2. LGAs, defined as intra-chromosome arm CNA breaks with adjacent segments $Z_i,Z_{i+1}\ge 10\mathrm{ }$Mb, are counted after removing segments <3 Mb.

3. The sample is annotated as ‘non-HRD’ (LGA < 15), ‘borderline’ (15 ≤ LGA ≤ 19) or ‘HRD’ (LGA > 19).

4. Sample quality is defined by M and cMAD, $\mathit{cMAD}\mathrm{ }=\mathrm{median}\left(\left|\left(x-S_x\right)\right|\right)$, where $S_x$ corresponds to the segment enclosing x, before optimization: ‘bad’ (cMAD > 0.5 | cMAD > 0.14 and M > 0.45), ‘average’ (cMAD > 0.14 and M < 0.45 | cMAD < 0.14 and M > 0.45) or ‘normal or highly contaminated’ (M < 0.025) (Supplementary Material and Fig. S2).

5. CCNE1 amplification is called if $S_c\ge 4·\text{CNA} \text{cut}-\text{off}$, where c is the segment enclosing the gene (4 was set arbitrarily).

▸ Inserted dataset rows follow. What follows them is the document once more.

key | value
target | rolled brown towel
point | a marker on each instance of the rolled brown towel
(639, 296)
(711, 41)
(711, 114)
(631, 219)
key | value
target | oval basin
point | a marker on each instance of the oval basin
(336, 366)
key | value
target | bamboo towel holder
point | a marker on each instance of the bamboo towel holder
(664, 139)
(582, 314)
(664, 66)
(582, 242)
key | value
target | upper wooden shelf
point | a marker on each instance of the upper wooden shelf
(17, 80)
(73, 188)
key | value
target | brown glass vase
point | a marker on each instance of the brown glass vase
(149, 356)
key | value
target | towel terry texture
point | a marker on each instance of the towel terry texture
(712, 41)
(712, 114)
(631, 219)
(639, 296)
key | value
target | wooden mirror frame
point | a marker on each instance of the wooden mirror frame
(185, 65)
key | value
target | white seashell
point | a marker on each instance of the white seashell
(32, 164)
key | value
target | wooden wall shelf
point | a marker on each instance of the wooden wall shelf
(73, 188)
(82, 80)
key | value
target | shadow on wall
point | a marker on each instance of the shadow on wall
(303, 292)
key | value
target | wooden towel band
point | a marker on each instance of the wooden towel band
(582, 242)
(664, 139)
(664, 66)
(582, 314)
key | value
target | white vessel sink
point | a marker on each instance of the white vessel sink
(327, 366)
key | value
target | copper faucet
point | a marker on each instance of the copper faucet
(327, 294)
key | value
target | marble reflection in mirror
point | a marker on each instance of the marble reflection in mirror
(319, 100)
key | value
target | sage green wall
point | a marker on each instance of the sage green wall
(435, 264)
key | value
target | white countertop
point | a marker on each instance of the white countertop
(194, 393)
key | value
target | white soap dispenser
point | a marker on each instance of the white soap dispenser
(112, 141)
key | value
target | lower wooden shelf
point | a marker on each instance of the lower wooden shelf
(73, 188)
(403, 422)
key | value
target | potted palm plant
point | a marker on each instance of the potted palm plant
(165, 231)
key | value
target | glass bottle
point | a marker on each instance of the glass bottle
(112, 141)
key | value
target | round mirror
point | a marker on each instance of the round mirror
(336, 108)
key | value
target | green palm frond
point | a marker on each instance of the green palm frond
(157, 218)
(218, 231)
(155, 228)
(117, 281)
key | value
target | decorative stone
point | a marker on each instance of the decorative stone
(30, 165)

shallowHRD output contains: (A) Tumor genome profile. (B) Density plot for $\text{CNA} \text{cut}-\text{off}$. (C) CNA segmentation summary. (D) Sample quality and HRD diagnostics (Supplementary Fig. S3).

3 Results

In-house sWGS and down-sampled WGS of normal samples (TCGA) were employed to develop the sWGS methodology similar to the large-scale state transitions (LST) in SNP-arrays (Popova et al., 2012) (Section 2). LGAs inferred from sWGS corresponded well to the LSTs with identical HRD calls for 8 primary tumors tested (76–97% match in segments$\mathrm{ }\ge$ 10 Mb) (Supplementary Fig. S4). sWGS coverage >0.3X provide adequate quality, also for FFPE (Supplementary Figs. S2 and 5).

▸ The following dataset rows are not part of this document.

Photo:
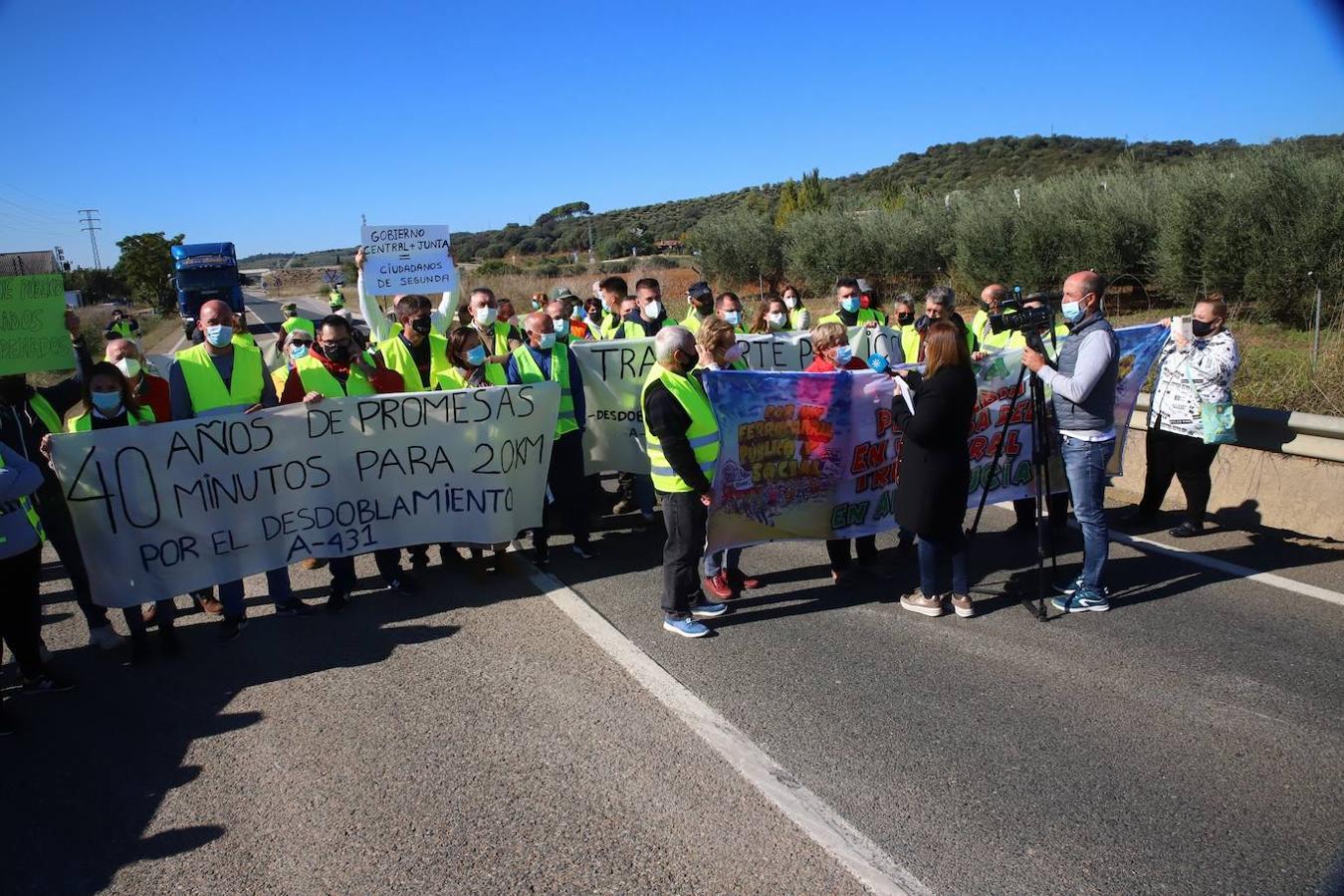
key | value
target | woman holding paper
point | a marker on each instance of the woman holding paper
(832, 352)
(936, 468)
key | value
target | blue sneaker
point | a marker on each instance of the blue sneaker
(684, 627)
(1083, 600)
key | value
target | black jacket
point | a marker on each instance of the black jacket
(934, 460)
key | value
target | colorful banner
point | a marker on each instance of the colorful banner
(33, 324)
(814, 456)
(168, 508)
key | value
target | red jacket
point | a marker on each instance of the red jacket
(382, 380)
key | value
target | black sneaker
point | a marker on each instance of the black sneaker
(46, 684)
(295, 607)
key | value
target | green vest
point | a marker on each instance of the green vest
(291, 324)
(399, 358)
(530, 372)
(864, 315)
(206, 387)
(315, 377)
(84, 423)
(453, 379)
(703, 433)
(26, 506)
(47, 414)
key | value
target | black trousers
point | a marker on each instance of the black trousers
(684, 518)
(1185, 457)
(839, 551)
(20, 610)
(568, 488)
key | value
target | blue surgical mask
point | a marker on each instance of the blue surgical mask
(219, 335)
(108, 403)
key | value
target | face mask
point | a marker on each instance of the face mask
(219, 335)
(107, 402)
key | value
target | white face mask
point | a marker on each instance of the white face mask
(129, 367)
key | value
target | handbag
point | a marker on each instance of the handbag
(1216, 418)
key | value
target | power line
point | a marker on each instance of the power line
(91, 225)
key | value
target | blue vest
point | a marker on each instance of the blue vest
(1097, 411)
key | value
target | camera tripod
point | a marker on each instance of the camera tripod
(1041, 448)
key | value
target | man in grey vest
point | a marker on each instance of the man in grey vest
(1083, 398)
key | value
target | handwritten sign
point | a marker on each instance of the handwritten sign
(175, 507)
(33, 328)
(407, 258)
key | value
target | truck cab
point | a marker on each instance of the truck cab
(203, 272)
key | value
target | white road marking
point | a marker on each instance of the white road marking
(857, 854)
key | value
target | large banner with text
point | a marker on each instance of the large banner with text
(168, 508)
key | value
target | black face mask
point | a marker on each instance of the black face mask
(337, 353)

Validation by down-sampled WGS (TCGA) showed LGA to be coherent to SNP-arrays LST (r = 0.92; slope = 0.88; P < 2.2e–16, Pearson) with increased discrepancy in average quality samples (n = 13), and HRD diagnostics discordant in three and borderline in four cases (Fig. 1A;Supplementary Material, Supplementary Figs. S6 and 7, Supplementary Table S1). CCNE1 amplification was found in four non-HRD cases, in-line with previous observations of almost mutual exclusivity with HRD (Goundiam et al., 2015). Thus, sWGS LGAs is suitable to take over the SNP-array LSTs, which is a clinically validated method for HRD detection.

Fig. 1.

shallowHRD validation in down-sampled WGS of the TCGA (A) and performance (B). Proven/No HRD: cases with/without inactivation of BRCA1/2, RAD51C or PALB2 (Supplementary Material); HRD (red) and non-HRD (blue) cases in SNP-arrays; LGAs: large-scale genomic alterations; WES: whole exome sequencing. ^aLow specificity could be due to non-complete annotation of HRD

Tumor content for sWGS limits to >0.3 as estimated from the TCGA and in silico dilution series (Supplementary Material, Supplementary Figs. S8 and 9).

Fifteen and 20 LGAs represent soft and stringent cut-offs with sensitivity of 87.5% and 81.25% (16 cases HRD) and specificity of 90.5% and 95.2% (63 non-HRD cases), respectively, which is compatible with other state-of-the-art approaches (Fig. 1B).

To conclude, shallowHRD implements a fast and straightforward evaluation of tumor HRD in breast, ovarian and other cancers such as pancreatic or prostatic, performing similar to most state-of-the-art approaches, the technique is cheap and suitable for all type of samples.